Pittsburgh Advanced Network Attached Storage, or Panasas Inc. for short, says it's developing a next-generation file system to blow the socks off todays technology. But it faces a challenge: The success (or otherwise) of its goal rides on the adoption of a new standard that pretty much the entire storage industry must adopt for the Panasas technology to fly.

Still operating in cloak-and-dagger mode, Panasas has nonetheless revealed the bare bones of its plans to Byte and Switch.

The company name (paNASas) is a big giveaway; as are its close ties to Carnegie Mellon University and its recent hiring of Varun Mehta, former chief software engineer at Network Appliance Inc. (Nasdaq: NTAP).
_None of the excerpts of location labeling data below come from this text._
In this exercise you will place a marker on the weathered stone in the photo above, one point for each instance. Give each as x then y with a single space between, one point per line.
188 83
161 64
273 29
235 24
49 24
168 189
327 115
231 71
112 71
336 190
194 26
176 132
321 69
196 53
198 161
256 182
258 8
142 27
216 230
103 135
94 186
They all spell [ed.note: ha ha] a company focused on network-attached storage.

Carnegie Mellon University, just down the road from Panasas offices in Pittsburgh, has a storage system research center packed with engineers working on supercomputing, clustering, robots, and projects for NASA. A select group of them are also tinkering away on a potential standard for storage networking that could revolutionize the way storage is managed on a network, Panasas claims.

Several of these engineers are now holed-up at Panasas but remain closely connected to the work going on at the university. The standard, known as object SCSI device interface (OSD), allows for disk storage to be expanded on the fly simply by plugging in more drives. This is a major advance on the way it’s done today.